В рамках полуторачасового действия на сцене друг друга сменяет множество приемов кукольного театра. Фото их архтва Театра кукол Кузбасса имени А.Гайдара.
– Назиля, поможет ли «Хлам искусства» в возрождении истинного предназначения театра?
– Сегодня все очень быстро живут, и мы не успеваем отслеживать подмену понятий. Этот спектакль как вопрос «Про что ты сейчас?» Нам иногда нужно остановиться, встряхнуться и спросить: «Я не обманываю себя?» «Хлам искусства» прост в выразительных средствах: нет огромных декораций, множества кукол. Всё здесь и сейчас, как будто из коробки достали и на пальцах объяснили: «Вот оно волшебство».
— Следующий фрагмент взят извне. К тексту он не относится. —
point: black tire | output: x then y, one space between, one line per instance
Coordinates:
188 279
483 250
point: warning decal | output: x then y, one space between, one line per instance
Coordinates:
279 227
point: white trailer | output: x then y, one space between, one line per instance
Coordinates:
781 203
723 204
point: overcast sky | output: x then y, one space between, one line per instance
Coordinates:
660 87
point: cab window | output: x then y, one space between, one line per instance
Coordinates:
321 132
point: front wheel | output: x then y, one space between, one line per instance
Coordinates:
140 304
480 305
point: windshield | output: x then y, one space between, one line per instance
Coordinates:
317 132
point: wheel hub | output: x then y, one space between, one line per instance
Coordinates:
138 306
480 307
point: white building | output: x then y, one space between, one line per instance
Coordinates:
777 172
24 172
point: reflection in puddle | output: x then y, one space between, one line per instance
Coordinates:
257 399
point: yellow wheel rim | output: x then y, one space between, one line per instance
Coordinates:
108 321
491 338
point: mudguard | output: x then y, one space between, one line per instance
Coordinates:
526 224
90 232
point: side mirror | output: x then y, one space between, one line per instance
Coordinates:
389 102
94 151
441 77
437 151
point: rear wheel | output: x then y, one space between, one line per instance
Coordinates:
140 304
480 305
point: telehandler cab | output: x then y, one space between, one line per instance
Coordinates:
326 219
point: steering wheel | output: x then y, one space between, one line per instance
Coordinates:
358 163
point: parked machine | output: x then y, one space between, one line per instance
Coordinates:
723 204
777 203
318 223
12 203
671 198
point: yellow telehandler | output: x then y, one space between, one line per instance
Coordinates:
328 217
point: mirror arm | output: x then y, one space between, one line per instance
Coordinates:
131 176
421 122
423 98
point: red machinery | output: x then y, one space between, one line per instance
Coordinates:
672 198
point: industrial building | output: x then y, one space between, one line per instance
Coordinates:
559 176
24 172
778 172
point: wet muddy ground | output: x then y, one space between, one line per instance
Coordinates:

– Константин, на ваш взгляд, с чем должен зритель выходить из зала?
– Мне кажется, с воскрешением веры в то, что чудо в жизни возможно. В спектакле есть же и постскриптум, когда все выходят на сцену, и толковать его можно по-разному. Самая главная проверка успешности постановки проводится на зрителе. К счастью, я обнаруживаю, что в зрительном зале есть отклик.
– Пётр, финал, по-вашему, даёт нам право надеяться на воскрешение театра?
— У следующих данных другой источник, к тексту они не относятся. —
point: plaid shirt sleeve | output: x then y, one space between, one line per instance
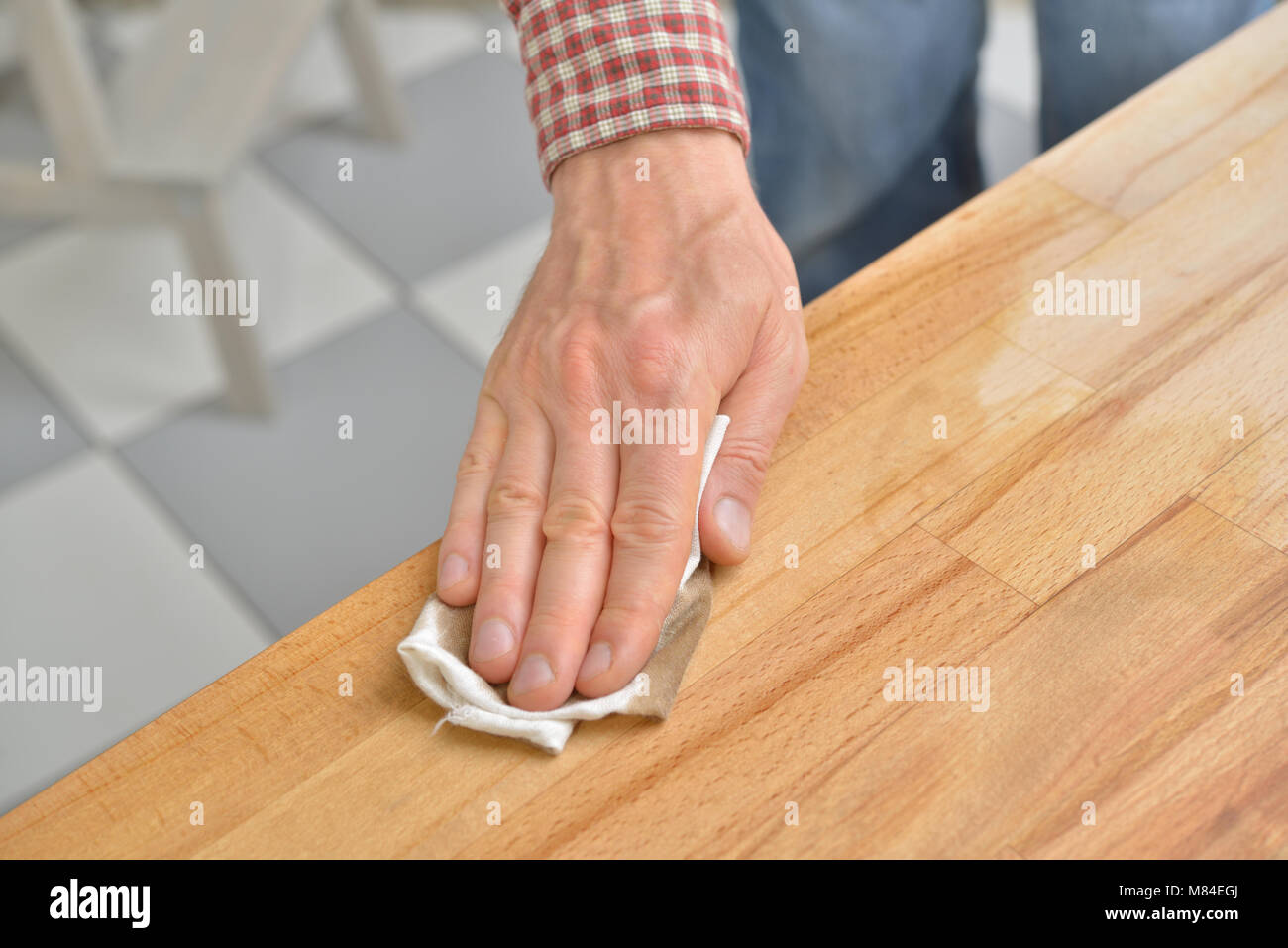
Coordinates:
601 69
– Я считаю, наша большая победа в том, что у актёров загорелись глаза. Честно говоря, их погасили бесконечными выездами, когда областной театр работал как Дворец культуры. Это убивает актёра. Мне кажется, сейчас все включились. Появилась честность, и я очень хочу её поддерживать. Также я настаиваю на том, чтобы появлялись новые премьеры во взрослом репертуаре. Будем его наполнять. Сегодня в нём только «Доктор Фауст», «Хлам искусства» и четыре моих моноспектакля.
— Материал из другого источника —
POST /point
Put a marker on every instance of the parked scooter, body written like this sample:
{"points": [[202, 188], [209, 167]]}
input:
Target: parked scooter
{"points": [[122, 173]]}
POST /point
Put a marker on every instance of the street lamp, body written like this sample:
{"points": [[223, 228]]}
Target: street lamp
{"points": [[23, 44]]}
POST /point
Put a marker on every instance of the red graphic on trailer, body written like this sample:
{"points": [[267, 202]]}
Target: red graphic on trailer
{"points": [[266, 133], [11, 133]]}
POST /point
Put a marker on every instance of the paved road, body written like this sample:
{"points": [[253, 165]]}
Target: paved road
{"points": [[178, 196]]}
– И напоследок режиссёрское напутствие зрителю, приходящему на «Хлам искусства»…
– Мне бы хотелось, чтобы люди для себя открыли, что театр кукол может быть для взрослых. Он и рождался как театр для взрослых. Люди могут прийти на спектакль, задавшись вопросом: «Насколько театр честен по отношению ко мне и насколько я честен по отношению к театру. Не играем ли мы в какую-то игру, когда страсти уже нет?» По большому счёту, зритель всегда рискует, идя в театр, потому что понятия не имеет, что храм искусств предложит ему на этот раз. А театр рискует потому, что не знает, в каком настроении и с какими воззрениями пришел человек.
– Но риск – вещь живая.
– Конечно. Хороший театр и хороший актёр всегда будут искать эти ключики к душе человека, а хороший зритель всегда будет стремиться понять замысел режиссёра и актёрскую игру.